895 pharmaceutical and medication recalls tracked. Stay informed about FDA drug safety alerts, prescription medications, over-the-counter drugs, and dietary supplements.
Looking for a specific drug? Use the search page to find recalls by medication name, manufacturer, or NDC number.
LeMaitre Vascular recalled 10 Artegraft Collagen Vascular Grafts on August 25, 2025, due to incorrect labeling. The devices lack CE and UKCA marks and are missing essential patient information. No distribution occurred within the U.S., but the affected products were sent to Great Britain and Switzerland.
Ultra Violette recalled 49,275 tubes of its Velvet Screen SPF 50 sunscreen on August 22, 2025. Testing revealed SPF levels inconsistent with the label, posing a serious risk. Consumers should stop using the product immediately.
CooperVision recalled 180 units of Sofmed Breathables contact lenses on August 22, 2025. The recall affects one lot manufactured with an invalid sterilization cycle. Patients and healthcare providers must stop using the affected lenses immediately.
CooperVision recalled 4,140 units of MyDay Toric contact lenses on August 22, 2025, due to an invalid sterilization cycle. The recall affects lenses distributed nationwide, particularly in Florida, Kentucky, North Carolina, and Wisconsin. Users must stop using these lenses immediately to avoid potential health risks.
CooperVision recalled 90 units of Voyant 1-Day Premium Toric contact lenses on August 22, 2025. The recall affects one lot manufactured with an invalid sterilization cycle. Consumers should stop using the product immediately and follow recall instructions.
Ultra Violette recalled 44,497 tubes of its Mini SPF Mates kit on August 22, 2025. The sunscreen products showed inconsistent SPF results, including readings as low as SPF 4. Consumers must stop use immediately and contact the distributor for guidance.
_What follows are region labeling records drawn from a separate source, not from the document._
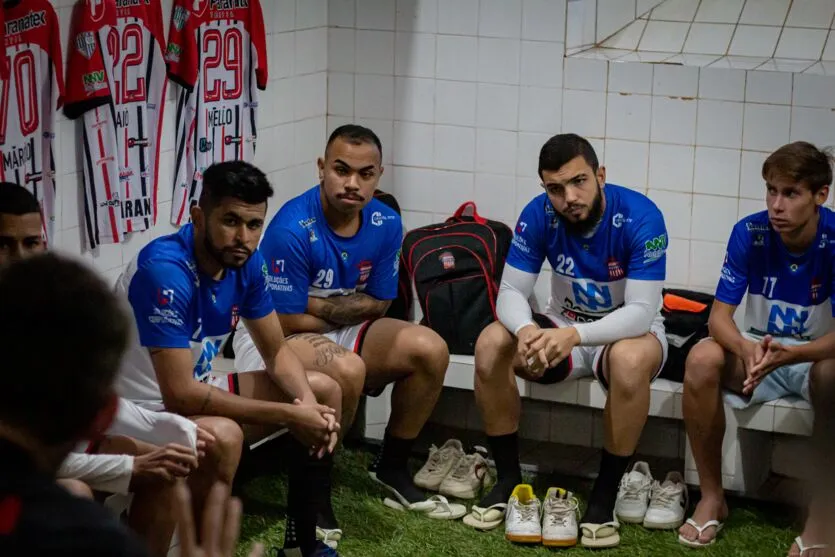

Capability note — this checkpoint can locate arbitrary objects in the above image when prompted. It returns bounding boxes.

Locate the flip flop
[580,520,620,549]
[678,518,725,549]
[464,503,507,532]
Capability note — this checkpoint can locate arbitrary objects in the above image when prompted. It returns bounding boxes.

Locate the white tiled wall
[44,0,328,279]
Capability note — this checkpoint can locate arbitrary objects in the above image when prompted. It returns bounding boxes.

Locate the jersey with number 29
[166,0,266,225]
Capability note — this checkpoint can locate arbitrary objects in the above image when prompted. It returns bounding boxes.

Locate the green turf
[233,450,798,557]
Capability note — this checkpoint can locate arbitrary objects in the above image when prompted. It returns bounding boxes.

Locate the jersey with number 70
[166,0,266,225]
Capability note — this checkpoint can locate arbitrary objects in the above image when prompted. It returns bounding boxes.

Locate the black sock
[478,432,522,508]
[581,449,632,524]
[284,439,317,555]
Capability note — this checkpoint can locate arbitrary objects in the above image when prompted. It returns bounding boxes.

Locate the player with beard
[466,134,667,547]
[116,161,342,557]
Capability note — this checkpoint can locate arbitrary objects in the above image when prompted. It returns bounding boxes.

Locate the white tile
[640,21,690,52]
[694,0,745,24]
[394,32,438,77]
[652,97,698,145]
[478,37,521,85]
[603,19,647,50]
[699,68,746,101]
[393,122,435,167]
[693,147,740,197]
[647,189,693,239]
[476,83,519,130]
[742,103,791,151]
[394,77,440,123]
[745,70,792,104]
[606,138,649,191]
[356,0,395,31]
[356,31,394,75]
[435,79,476,126]
[696,100,744,149]
[521,41,565,87]
[562,89,606,137]
[606,93,652,141]
[519,87,562,135]
[476,0,522,39]
[739,151,768,202]
[728,25,781,57]
[434,126,476,171]
[649,143,695,193]
[438,0,478,36]
[792,75,835,108]
[563,58,609,91]
[608,62,652,95]
[684,23,736,54]
[524,0,566,42]
[690,194,738,242]
[774,27,828,60]
[649,0,699,23]
[436,35,478,81]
GE Medical Systems recalled 29,225 units of the MAC VU360 Acquisition Trunk Cable and Module Holder on August 22, 2025. Users may incorrectly place the Acquisition Module, leading to cable damage and potential overheating. Affected devices were distributed globally, including the U.S. and several other countries.
Abbott Point Of Care recalled 6,115,950 i-STAT EG7+ cartridges on August 21, 2025. The recall stems from a lack of 510(k) premarket clearance for updated measurement ranges. This issue affects the accuracy of potassium and ionized calcium tests, posing a high risk to patients.
Folsom Metal Products recalled 10,960 units of 14 mm Distraction Pins on August 21, 2025. The recall follows concerns that the labeling included an unvalidated shelf life. Healthcare providers and patients must stop using the device immediately.
Folsom Metal Products recalled 2,700 units of distraction pins on August 21, 2025. The recall affects devices with unvalidated shelf life labeling. Patients and healthcare providers must stop using the product immediately.
Folsom Metal Products recalled 3,790 distraction pins on August 21, 2025. The recall affects all lots distributed from August 1, 2020, to July 30, 2025. The labeling lacks a validated shelf life, posing a high hazard risk.
Abbott Point Of Care recalled 547,250 i-STAT EG6+ cartridges on August 21, 2025. The recall stems from a lack of 510(k) premarket clearance for updated sample types and measurement ranges. Healthcare providers and patients must stop using these cartridges immediately.
Folsom Metal Products recalled 10 double packs of 14 mm Distraction Pins on August 21, 2025. The recall affects devices with unvalidated shelf life labeling. Healthcare providers and patients must stop using these devices immediately.
Abbott Point Of Care recalled 8,962,450 i-STAT CG8+ cartridges on August 21, 2025. The recall affects cartridges lacking proper 510(k) premarket clearance for updated sample types. Patients and healthcare providers must stop using these devices immediately.
Folsom Metal Products recalled 160 units of distraction pins due to unvalidated shelf life labeling. The recall affects devices distributed across multiple states, including California and Texas. Patients and healthcare providers should stop using the product immediately.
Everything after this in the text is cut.